“We had plenty of reserve fuel left, using only two-thirds of our supply.
“The only thing that upset me was to see the machine at the end get damaged. From above the bog looked like a lovely field, but the machine sank into it to the axle, and fell over on to her side.”
Alcock Has Spent 4,500 Hours in Air
There are few fliers, living or dead, who have passed as many hours in the air as Captain John Alcock, the twenty-seven-year-old pilot of the first aeroplane to make a non-stop flight across the Atlantic. This officer of the Royal Air Force has flown more than 4,500 hours. The one man who is known to have passed more time in the air is Captain Roy N. Francis, U. S. A.
Big, blond, and ruddy, Captain Alcock is typically English in appearance, voice, and mannerisms. His eyes are blue, and his hair, brushed straight back, is almost flaxen.
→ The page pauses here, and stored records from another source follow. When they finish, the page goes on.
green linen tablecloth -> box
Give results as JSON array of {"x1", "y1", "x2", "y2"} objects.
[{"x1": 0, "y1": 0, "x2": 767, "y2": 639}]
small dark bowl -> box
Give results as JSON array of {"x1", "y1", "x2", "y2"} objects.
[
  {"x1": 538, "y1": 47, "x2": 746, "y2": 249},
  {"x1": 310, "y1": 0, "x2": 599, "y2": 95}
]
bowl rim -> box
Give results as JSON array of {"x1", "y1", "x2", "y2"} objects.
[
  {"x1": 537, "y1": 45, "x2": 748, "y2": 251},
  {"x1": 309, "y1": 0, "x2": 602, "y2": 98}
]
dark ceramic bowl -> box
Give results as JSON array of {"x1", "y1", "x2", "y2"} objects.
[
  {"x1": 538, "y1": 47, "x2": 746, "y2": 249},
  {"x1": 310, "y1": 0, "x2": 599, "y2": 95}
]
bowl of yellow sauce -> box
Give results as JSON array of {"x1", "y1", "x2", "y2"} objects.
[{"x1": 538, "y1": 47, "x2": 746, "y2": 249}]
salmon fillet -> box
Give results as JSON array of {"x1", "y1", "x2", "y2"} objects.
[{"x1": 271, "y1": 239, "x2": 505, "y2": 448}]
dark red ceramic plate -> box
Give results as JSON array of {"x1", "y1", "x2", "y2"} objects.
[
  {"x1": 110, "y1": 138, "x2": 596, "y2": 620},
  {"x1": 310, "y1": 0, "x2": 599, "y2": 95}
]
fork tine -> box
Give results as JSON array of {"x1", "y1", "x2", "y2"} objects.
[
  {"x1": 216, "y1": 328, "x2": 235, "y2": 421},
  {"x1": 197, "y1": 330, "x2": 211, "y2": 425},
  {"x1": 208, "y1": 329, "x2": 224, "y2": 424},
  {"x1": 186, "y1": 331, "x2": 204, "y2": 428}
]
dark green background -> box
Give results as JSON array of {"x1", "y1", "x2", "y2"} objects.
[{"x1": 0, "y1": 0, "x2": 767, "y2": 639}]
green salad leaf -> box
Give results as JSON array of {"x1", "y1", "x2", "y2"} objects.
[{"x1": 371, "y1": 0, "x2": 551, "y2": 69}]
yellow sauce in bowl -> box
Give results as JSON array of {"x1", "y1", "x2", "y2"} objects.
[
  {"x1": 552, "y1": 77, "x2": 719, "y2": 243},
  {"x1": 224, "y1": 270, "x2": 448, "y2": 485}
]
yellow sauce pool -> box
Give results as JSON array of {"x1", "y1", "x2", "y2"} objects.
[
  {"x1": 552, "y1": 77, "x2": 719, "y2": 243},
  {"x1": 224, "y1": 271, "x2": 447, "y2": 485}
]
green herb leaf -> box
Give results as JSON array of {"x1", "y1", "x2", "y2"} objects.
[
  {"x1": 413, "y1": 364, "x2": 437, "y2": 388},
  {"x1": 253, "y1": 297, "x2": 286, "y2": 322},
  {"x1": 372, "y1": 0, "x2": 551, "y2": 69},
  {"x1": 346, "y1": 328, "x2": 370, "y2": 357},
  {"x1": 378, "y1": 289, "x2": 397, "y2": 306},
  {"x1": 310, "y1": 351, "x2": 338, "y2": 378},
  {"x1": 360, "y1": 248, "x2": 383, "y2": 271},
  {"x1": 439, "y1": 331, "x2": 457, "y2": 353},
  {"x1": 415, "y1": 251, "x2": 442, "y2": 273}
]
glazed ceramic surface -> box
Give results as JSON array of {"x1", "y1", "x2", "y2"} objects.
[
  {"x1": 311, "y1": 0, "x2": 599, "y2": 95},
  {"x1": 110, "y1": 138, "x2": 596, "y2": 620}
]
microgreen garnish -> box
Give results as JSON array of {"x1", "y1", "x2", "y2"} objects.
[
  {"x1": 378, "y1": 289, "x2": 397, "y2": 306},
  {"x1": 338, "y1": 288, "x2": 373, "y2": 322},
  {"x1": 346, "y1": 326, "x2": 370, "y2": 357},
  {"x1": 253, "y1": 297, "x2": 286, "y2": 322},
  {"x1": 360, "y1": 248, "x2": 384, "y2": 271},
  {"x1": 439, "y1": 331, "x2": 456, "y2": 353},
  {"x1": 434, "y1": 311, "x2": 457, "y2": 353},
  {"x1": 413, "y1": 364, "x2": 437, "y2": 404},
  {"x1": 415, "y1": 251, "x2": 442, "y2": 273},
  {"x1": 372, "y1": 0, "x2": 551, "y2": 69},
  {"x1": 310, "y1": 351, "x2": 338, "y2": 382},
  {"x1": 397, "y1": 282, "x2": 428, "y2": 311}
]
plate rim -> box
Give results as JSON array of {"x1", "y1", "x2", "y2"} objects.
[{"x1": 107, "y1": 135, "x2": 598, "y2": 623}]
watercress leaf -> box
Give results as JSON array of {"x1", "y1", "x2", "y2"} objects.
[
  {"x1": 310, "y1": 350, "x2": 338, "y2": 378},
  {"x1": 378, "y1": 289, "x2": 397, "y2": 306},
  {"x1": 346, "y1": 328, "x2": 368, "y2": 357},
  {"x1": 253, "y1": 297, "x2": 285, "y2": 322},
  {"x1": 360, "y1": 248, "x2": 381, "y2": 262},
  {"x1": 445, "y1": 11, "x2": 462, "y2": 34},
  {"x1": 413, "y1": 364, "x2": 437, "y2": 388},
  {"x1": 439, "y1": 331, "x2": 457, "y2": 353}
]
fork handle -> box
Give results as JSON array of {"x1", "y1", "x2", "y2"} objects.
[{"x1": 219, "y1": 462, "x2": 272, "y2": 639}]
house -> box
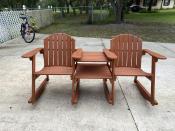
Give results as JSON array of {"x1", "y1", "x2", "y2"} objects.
[{"x1": 140, "y1": 0, "x2": 175, "y2": 9}]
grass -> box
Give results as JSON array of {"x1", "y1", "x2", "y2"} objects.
[
  {"x1": 126, "y1": 9, "x2": 175, "y2": 25},
  {"x1": 40, "y1": 9, "x2": 175, "y2": 43}
]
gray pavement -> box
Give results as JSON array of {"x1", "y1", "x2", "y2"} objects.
[{"x1": 0, "y1": 34, "x2": 175, "y2": 131}]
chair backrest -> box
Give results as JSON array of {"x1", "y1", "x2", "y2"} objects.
[
  {"x1": 44, "y1": 33, "x2": 75, "y2": 67},
  {"x1": 110, "y1": 34, "x2": 142, "y2": 68}
]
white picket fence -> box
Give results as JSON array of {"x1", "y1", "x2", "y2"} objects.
[{"x1": 0, "y1": 9, "x2": 53, "y2": 44}]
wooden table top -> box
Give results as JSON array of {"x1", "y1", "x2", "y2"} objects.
[
  {"x1": 75, "y1": 63, "x2": 112, "y2": 79},
  {"x1": 79, "y1": 52, "x2": 108, "y2": 62}
]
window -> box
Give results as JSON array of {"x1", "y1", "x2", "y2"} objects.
[
  {"x1": 143, "y1": 0, "x2": 157, "y2": 6},
  {"x1": 163, "y1": 0, "x2": 170, "y2": 6}
]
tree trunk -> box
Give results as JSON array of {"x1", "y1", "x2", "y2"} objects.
[
  {"x1": 148, "y1": 0, "x2": 153, "y2": 11},
  {"x1": 111, "y1": 0, "x2": 124, "y2": 24},
  {"x1": 86, "y1": 0, "x2": 89, "y2": 14}
]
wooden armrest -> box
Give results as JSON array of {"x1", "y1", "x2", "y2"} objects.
[
  {"x1": 143, "y1": 49, "x2": 167, "y2": 59},
  {"x1": 103, "y1": 49, "x2": 117, "y2": 60},
  {"x1": 72, "y1": 48, "x2": 83, "y2": 60},
  {"x1": 21, "y1": 48, "x2": 43, "y2": 58}
]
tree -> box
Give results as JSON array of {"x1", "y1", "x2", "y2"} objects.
[
  {"x1": 148, "y1": 0, "x2": 153, "y2": 11},
  {"x1": 110, "y1": 0, "x2": 125, "y2": 24}
]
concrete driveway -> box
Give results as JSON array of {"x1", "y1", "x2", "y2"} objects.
[{"x1": 0, "y1": 34, "x2": 175, "y2": 131}]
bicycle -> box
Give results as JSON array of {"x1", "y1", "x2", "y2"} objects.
[{"x1": 20, "y1": 14, "x2": 35, "y2": 43}]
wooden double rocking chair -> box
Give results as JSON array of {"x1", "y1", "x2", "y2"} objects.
[{"x1": 22, "y1": 33, "x2": 166, "y2": 105}]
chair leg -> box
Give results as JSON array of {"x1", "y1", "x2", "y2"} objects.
[
  {"x1": 71, "y1": 78, "x2": 80, "y2": 104},
  {"x1": 134, "y1": 76, "x2": 137, "y2": 83},
  {"x1": 28, "y1": 75, "x2": 48, "y2": 104},
  {"x1": 134, "y1": 77, "x2": 158, "y2": 106},
  {"x1": 151, "y1": 76, "x2": 158, "y2": 105},
  {"x1": 46, "y1": 75, "x2": 49, "y2": 81},
  {"x1": 103, "y1": 79, "x2": 115, "y2": 105},
  {"x1": 31, "y1": 75, "x2": 36, "y2": 104}
]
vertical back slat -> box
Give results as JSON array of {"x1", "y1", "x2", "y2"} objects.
[
  {"x1": 123, "y1": 36, "x2": 127, "y2": 66},
  {"x1": 137, "y1": 38, "x2": 142, "y2": 68},
  {"x1": 71, "y1": 38, "x2": 75, "y2": 66},
  {"x1": 53, "y1": 34, "x2": 58, "y2": 66},
  {"x1": 118, "y1": 35, "x2": 123, "y2": 67},
  {"x1": 127, "y1": 34, "x2": 132, "y2": 67},
  {"x1": 67, "y1": 37, "x2": 71, "y2": 66},
  {"x1": 44, "y1": 33, "x2": 75, "y2": 67},
  {"x1": 44, "y1": 39, "x2": 49, "y2": 66},
  {"x1": 58, "y1": 34, "x2": 62, "y2": 66},
  {"x1": 63, "y1": 35, "x2": 67, "y2": 66},
  {"x1": 111, "y1": 34, "x2": 142, "y2": 68},
  {"x1": 132, "y1": 36, "x2": 137, "y2": 68}
]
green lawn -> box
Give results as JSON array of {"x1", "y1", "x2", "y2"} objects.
[
  {"x1": 126, "y1": 9, "x2": 175, "y2": 25},
  {"x1": 39, "y1": 9, "x2": 175, "y2": 43}
]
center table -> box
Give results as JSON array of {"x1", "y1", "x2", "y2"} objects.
[{"x1": 72, "y1": 52, "x2": 114, "y2": 105}]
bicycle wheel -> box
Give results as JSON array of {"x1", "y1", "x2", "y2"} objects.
[{"x1": 22, "y1": 26, "x2": 35, "y2": 43}]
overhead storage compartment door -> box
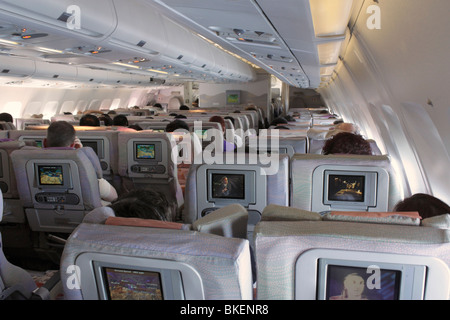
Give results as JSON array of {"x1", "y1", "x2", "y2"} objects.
[
  {"x1": 108, "y1": 0, "x2": 169, "y2": 56},
  {"x1": 0, "y1": 0, "x2": 116, "y2": 39}
]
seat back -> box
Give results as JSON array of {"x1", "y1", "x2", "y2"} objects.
[
  {"x1": 0, "y1": 141, "x2": 25, "y2": 223},
  {"x1": 183, "y1": 154, "x2": 289, "y2": 239},
  {"x1": 11, "y1": 147, "x2": 102, "y2": 232},
  {"x1": 76, "y1": 130, "x2": 119, "y2": 178},
  {"x1": 9, "y1": 130, "x2": 47, "y2": 148},
  {"x1": 291, "y1": 154, "x2": 403, "y2": 212},
  {"x1": 118, "y1": 132, "x2": 184, "y2": 221},
  {"x1": 255, "y1": 213, "x2": 450, "y2": 300},
  {"x1": 248, "y1": 130, "x2": 308, "y2": 158},
  {"x1": 60, "y1": 223, "x2": 252, "y2": 300},
  {"x1": 0, "y1": 192, "x2": 37, "y2": 300}
]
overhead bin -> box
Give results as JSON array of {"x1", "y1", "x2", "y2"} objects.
[
  {"x1": 0, "y1": 56, "x2": 36, "y2": 80},
  {"x1": 77, "y1": 68, "x2": 108, "y2": 83},
  {"x1": 161, "y1": 16, "x2": 197, "y2": 65},
  {"x1": 33, "y1": 61, "x2": 77, "y2": 81},
  {"x1": 0, "y1": 0, "x2": 117, "y2": 40},
  {"x1": 107, "y1": 0, "x2": 168, "y2": 56}
]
He is more than six feet in height and heavy of frame. Powerful wrists and forearms attest to many hours of tinkering with heavy machinery.
Alcock, who was born in Manchester in 1892, was apprenticed at seventeen to the Empress Motor Works, a firm interested at that time in the development of an aeroplane engine. Alcock helped to build the first aero engine made at that plant, and meanwhile developed the flying fever.
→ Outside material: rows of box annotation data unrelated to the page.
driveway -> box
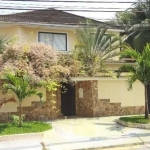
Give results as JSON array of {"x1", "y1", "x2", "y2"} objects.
[
  {"x1": 45, "y1": 117, "x2": 150, "y2": 150},
  {"x1": 0, "y1": 117, "x2": 150, "y2": 150}
]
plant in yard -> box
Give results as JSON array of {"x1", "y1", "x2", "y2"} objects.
[
  {"x1": 0, "y1": 34, "x2": 8, "y2": 54},
  {"x1": 118, "y1": 44, "x2": 150, "y2": 119},
  {"x1": 0, "y1": 121, "x2": 52, "y2": 136},
  {"x1": 74, "y1": 26, "x2": 121, "y2": 76},
  {"x1": 11, "y1": 114, "x2": 25, "y2": 125},
  {"x1": 1, "y1": 72, "x2": 43, "y2": 127}
]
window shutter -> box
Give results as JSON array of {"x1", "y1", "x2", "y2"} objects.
[
  {"x1": 53, "y1": 34, "x2": 67, "y2": 51},
  {"x1": 39, "y1": 33, "x2": 53, "y2": 46},
  {"x1": 39, "y1": 32, "x2": 67, "y2": 51}
]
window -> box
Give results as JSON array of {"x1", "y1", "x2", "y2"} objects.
[{"x1": 38, "y1": 32, "x2": 67, "y2": 51}]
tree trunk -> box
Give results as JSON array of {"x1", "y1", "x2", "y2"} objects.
[
  {"x1": 145, "y1": 85, "x2": 149, "y2": 119},
  {"x1": 19, "y1": 104, "x2": 22, "y2": 127}
]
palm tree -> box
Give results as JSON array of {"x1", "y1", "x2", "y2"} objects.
[
  {"x1": 124, "y1": 19, "x2": 150, "y2": 52},
  {"x1": 75, "y1": 25, "x2": 121, "y2": 76},
  {"x1": 0, "y1": 34, "x2": 9, "y2": 54},
  {"x1": 123, "y1": 0, "x2": 150, "y2": 52},
  {"x1": 1, "y1": 72, "x2": 43, "y2": 127},
  {"x1": 75, "y1": 26, "x2": 121, "y2": 60},
  {"x1": 118, "y1": 44, "x2": 150, "y2": 119}
]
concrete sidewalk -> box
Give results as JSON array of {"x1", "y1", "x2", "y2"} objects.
[
  {"x1": 0, "y1": 117, "x2": 150, "y2": 150},
  {"x1": 43, "y1": 117, "x2": 150, "y2": 150}
]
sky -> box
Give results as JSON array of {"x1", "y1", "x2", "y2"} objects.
[{"x1": 0, "y1": 0, "x2": 135, "y2": 20}]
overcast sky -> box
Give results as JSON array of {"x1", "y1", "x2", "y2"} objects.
[{"x1": 0, "y1": 0, "x2": 135, "y2": 20}]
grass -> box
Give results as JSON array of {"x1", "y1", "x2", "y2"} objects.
[
  {"x1": 0, "y1": 122, "x2": 52, "y2": 136},
  {"x1": 120, "y1": 116, "x2": 150, "y2": 124}
]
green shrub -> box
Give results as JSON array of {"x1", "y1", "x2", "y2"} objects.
[
  {"x1": 11, "y1": 114, "x2": 25, "y2": 126},
  {"x1": 0, "y1": 121, "x2": 52, "y2": 135},
  {"x1": 119, "y1": 116, "x2": 150, "y2": 124}
]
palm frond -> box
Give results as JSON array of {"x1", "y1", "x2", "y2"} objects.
[{"x1": 117, "y1": 64, "x2": 136, "y2": 78}]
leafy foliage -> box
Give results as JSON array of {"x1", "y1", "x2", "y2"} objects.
[
  {"x1": 1, "y1": 72, "x2": 44, "y2": 127},
  {"x1": 0, "y1": 122, "x2": 52, "y2": 135},
  {"x1": 0, "y1": 34, "x2": 8, "y2": 54},
  {"x1": 1, "y1": 43, "x2": 70, "y2": 82},
  {"x1": 119, "y1": 116, "x2": 150, "y2": 124},
  {"x1": 74, "y1": 26, "x2": 121, "y2": 76},
  {"x1": 11, "y1": 114, "x2": 25, "y2": 126},
  {"x1": 118, "y1": 44, "x2": 150, "y2": 119}
]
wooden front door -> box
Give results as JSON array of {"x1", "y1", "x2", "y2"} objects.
[
  {"x1": 61, "y1": 83, "x2": 75, "y2": 116},
  {"x1": 147, "y1": 85, "x2": 150, "y2": 114}
]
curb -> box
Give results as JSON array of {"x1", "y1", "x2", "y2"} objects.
[
  {"x1": 0, "y1": 129, "x2": 52, "y2": 141},
  {"x1": 116, "y1": 119, "x2": 150, "y2": 130}
]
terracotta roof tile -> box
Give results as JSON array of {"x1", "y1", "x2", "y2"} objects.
[
  {"x1": 0, "y1": 9, "x2": 102, "y2": 24},
  {"x1": 0, "y1": 8, "x2": 123, "y2": 29}
]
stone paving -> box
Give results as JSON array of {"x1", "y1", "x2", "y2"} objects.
[{"x1": 0, "y1": 117, "x2": 150, "y2": 150}]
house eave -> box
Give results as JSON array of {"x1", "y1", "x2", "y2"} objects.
[{"x1": 0, "y1": 21, "x2": 79, "y2": 28}]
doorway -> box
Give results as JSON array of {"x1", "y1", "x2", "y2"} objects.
[
  {"x1": 147, "y1": 85, "x2": 150, "y2": 113},
  {"x1": 61, "y1": 83, "x2": 75, "y2": 116}
]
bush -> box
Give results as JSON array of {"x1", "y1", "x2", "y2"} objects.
[
  {"x1": 120, "y1": 116, "x2": 150, "y2": 124},
  {"x1": 0, "y1": 122, "x2": 52, "y2": 135}
]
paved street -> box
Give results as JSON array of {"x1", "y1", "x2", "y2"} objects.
[{"x1": 0, "y1": 117, "x2": 150, "y2": 150}]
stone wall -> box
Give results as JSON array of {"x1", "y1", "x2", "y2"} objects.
[
  {"x1": 76, "y1": 81, "x2": 144, "y2": 117},
  {"x1": 0, "y1": 89, "x2": 61, "y2": 122}
]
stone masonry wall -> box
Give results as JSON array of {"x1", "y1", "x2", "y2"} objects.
[
  {"x1": 76, "y1": 81, "x2": 144, "y2": 117},
  {"x1": 0, "y1": 89, "x2": 61, "y2": 122}
]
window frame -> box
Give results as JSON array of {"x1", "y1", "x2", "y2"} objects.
[{"x1": 38, "y1": 31, "x2": 68, "y2": 51}]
Then he started experimenting with gliders, and in 1911 began to fly. He earned his certificate the following year, and in 1913 won the first race in which he ever had entered. Shortly afterward he took second place in the London to Manchester and return competition, at that time one of the most famous air-races.
In one of those early competitions Alcock beat Frederick Raynham, the pilot of the Martinsyde which was injured in trying to get off for the transatlantic flight with Hawker, whose effort to cross the ocean in a Sopwith ended in mid-ocean a few weeks ago.
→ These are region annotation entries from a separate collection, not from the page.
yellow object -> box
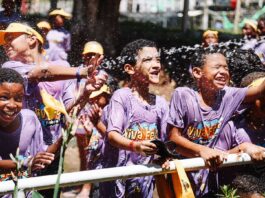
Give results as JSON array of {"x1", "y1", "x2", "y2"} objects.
[
  {"x1": 0, "y1": 23, "x2": 43, "y2": 45},
  {"x1": 244, "y1": 19, "x2": 258, "y2": 32},
  {"x1": 155, "y1": 160, "x2": 195, "y2": 198},
  {"x1": 249, "y1": 77, "x2": 265, "y2": 87},
  {"x1": 40, "y1": 90, "x2": 68, "y2": 120},
  {"x1": 37, "y1": 21, "x2": 51, "y2": 30},
  {"x1": 202, "y1": 30, "x2": 218, "y2": 39},
  {"x1": 82, "y1": 41, "x2": 104, "y2": 55},
  {"x1": 89, "y1": 84, "x2": 110, "y2": 99},
  {"x1": 171, "y1": 160, "x2": 195, "y2": 198},
  {"x1": 49, "y1": 9, "x2": 72, "y2": 19}
]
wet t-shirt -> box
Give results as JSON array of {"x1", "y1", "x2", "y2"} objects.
[
  {"x1": 3, "y1": 61, "x2": 75, "y2": 145},
  {"x1": 168, "y1": 87, "x2": 247, "y2": 197},
  {"x1": 0, "y1": 109, "x2": 47, "y2": 163},
  {"x1": 168, "y1": 87, "x2": 247, "y2": 145},
  {"x1": 103, "y1": 88, "x2": 168, "y2": 167}
]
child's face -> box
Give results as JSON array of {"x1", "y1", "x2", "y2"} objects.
[
  {"x1": 4, "y1": 33, "x2": 29, "y2": 60},
  {"x1": 204, "y1": 33, "x2": 218, "y2": 47},
  {"x1": 91, "y1": 94, "x2": 109, "y2": 109},
  {"x1": 54, "y1": 15, "x2": 64, "y2": 27},
  {"x1": 193, "y1": 53, "x2": 230, "y2": 90},
  {"x1": 133, "y1": 47, "x2": 161, "y2": 84},
  {"x1": 0, "y1": 82, "x2": 24, "y2": 126}
]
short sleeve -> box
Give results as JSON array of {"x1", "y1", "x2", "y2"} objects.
[
  {"x1": 107, "y1": 91, "x2": 126, "y2": 134},
  {"x1": 168, "y1": 89, "x2": 185, "y2": 128}
]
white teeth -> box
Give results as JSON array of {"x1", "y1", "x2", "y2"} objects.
[{"x1": 5, "y1": 111, "x2": 15, "y2": 116}]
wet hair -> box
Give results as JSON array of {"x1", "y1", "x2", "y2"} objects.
[
  {"x1": 121, "y1": 39, "x2": 157, "y2": 65},
  {"x1": 190, "y1": 46, "x2": 225, "y2": 68},
  {"x1": 0, "y1": 68, "x2": 24, "y2": 85},
  {"x1": 226, "y1": 49, "x2": 265, "y2": 86},
  {"x1": 240, "y1": 72, "x2": 265, "y2": 87}
]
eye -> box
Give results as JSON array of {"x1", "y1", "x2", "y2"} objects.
[
  {"x1": 15, "y1": 95, "x2": 23, "y2": 102},
  {"x1": 0, "y1": 96, "x2": 8, "y2": 101},
  {"x1": 143, "y1": 58, "x2": 152, "y2": 62}
]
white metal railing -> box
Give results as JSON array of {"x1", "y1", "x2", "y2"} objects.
[{"x1": 0, "y1": 153, "x2": 252, "y2": 194}]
From the fall of 1914 to the fall of 1916 Alcock was an instructor of flying at Eastchurch, where he trained some of the best-known fliers of England. One of these was Major H. G. Brackley, pilot of the Handley Page bomber, which has been sent to Newfoundland in the hope that it could get away first on the “hop” across the Atlantic.
From Eastchurch Alcock went to the Dardanelles. There he won the Distinguished Service Cross as an ace, and it is the gossip of the air force that if he had not fallen prisoner to the Turks his rank would have been much higher. He has seven enemy planes to his credit.